当時はいい映画だなあとは思っていたのですが、今回再び観て、いい映画というのは何度も、数年おきに観て、毎回違った感想を得ることができる映画なんだなあ、と改めて思いました。
フランスのとある小さな村、そこに住む人々は毎週日曜日に教会に通い、敬虔なキリスト教徒のように見えました。
もちろん彼らは善良な人々なのですが、レノー伯爵という敬虔なキリスト教徒でこの村の有力者の存在があるからです。
彼は、神の名の下に厳格な規律を人々に強いて、それに従うことを要求していたのです。ある意味そのことによって人々を支配していたのです。
ですから、村は一見平和で、静かなところに見えたのですが、それは表面的なものに過ぎなかった。
そこへ放浪者のような親子がやってくる。色んな町や村に流れ着いてはそこでチョコレート屋を開き、また気が向いたら、別のところへ去っていくという生活を続けている不思議な親子。
母親のビアンヌは、南アメリカの古い文明の不思議な魔法で、人々の好みのチョコレートを当ててしまい、人々をチョコレートの虜にしてゆく。
夫からの暴力を受けていた女性を解放したり、偏屈なおばあさんの心を解きほぐしたり、変わった少年の才能を認めてあげたり・・・
彼女は、他人を自分の基準で批判するのではなく、あくまでその人間をありのまま理解しようとする。
それって中々できることじゃないですよね。
一方の伯爵は、敬虔な信仰者の振りをして、人びとを支配しようとしていたのに対して、無宗教のヴィアンヌは一人一人を理解し、愛そうとした。
最後に伯爵は悪徳だと思っていた、甘いものに対する欲望を抑えきる事ができず、チョレートの甘い誘惑に負けてしまう。

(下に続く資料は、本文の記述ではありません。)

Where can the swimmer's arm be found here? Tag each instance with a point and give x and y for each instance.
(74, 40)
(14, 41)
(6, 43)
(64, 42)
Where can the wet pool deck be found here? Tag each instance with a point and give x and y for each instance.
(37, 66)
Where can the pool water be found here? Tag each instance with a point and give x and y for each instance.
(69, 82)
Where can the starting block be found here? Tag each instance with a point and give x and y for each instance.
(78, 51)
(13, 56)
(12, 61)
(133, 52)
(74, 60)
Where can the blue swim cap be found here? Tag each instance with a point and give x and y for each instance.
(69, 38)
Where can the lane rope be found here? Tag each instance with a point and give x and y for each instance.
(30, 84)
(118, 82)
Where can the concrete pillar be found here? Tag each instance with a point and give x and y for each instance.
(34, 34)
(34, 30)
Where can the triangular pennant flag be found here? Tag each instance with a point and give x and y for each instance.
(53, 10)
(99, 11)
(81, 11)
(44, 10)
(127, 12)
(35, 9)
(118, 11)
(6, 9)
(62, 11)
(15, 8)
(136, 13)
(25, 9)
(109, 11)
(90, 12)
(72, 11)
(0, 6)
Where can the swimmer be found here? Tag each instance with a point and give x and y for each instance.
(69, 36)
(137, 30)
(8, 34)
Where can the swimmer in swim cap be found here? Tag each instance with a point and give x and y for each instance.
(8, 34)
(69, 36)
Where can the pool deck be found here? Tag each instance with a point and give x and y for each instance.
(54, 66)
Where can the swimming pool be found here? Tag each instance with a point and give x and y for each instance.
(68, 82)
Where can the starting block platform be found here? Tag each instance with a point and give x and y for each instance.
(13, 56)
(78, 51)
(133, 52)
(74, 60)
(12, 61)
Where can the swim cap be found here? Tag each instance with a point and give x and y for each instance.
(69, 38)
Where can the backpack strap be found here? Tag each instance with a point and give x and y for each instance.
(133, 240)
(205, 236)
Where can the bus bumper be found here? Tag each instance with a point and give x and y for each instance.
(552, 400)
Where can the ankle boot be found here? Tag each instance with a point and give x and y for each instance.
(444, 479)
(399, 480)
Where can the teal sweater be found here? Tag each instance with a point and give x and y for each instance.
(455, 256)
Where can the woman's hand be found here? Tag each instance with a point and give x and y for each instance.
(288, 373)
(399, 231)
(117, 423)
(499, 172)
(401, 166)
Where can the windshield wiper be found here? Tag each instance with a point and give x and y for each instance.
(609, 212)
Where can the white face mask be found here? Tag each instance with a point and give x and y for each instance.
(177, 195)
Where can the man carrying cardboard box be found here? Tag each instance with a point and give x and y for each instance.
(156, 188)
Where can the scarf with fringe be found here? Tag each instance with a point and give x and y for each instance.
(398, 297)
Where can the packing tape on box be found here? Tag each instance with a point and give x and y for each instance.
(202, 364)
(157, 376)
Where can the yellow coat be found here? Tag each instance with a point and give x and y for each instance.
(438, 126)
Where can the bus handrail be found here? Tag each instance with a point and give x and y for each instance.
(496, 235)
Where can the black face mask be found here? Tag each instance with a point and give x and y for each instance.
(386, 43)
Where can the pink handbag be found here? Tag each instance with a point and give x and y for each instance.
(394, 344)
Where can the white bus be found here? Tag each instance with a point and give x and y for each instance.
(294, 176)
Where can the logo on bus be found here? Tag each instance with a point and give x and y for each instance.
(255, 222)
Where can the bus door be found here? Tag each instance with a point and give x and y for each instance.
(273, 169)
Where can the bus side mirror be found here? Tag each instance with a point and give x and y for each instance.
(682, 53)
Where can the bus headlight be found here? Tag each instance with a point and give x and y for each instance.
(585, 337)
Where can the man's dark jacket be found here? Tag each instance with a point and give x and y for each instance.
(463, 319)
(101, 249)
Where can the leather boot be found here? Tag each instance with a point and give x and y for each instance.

誰にでも弱点があるんですよね。それは罪ではなくその人の特徴に過ぎない。もちろんそのことによって他人が迷惑を被るならば、制御されなくてはならないけれど、もしそうでないのであれば、その人の特徴として捉えられるべきだと思います。
現代のフランスにはこのような葛藤の歴史があり、全ての人々を受け容れようとする姿勢が作られてきているように思いました。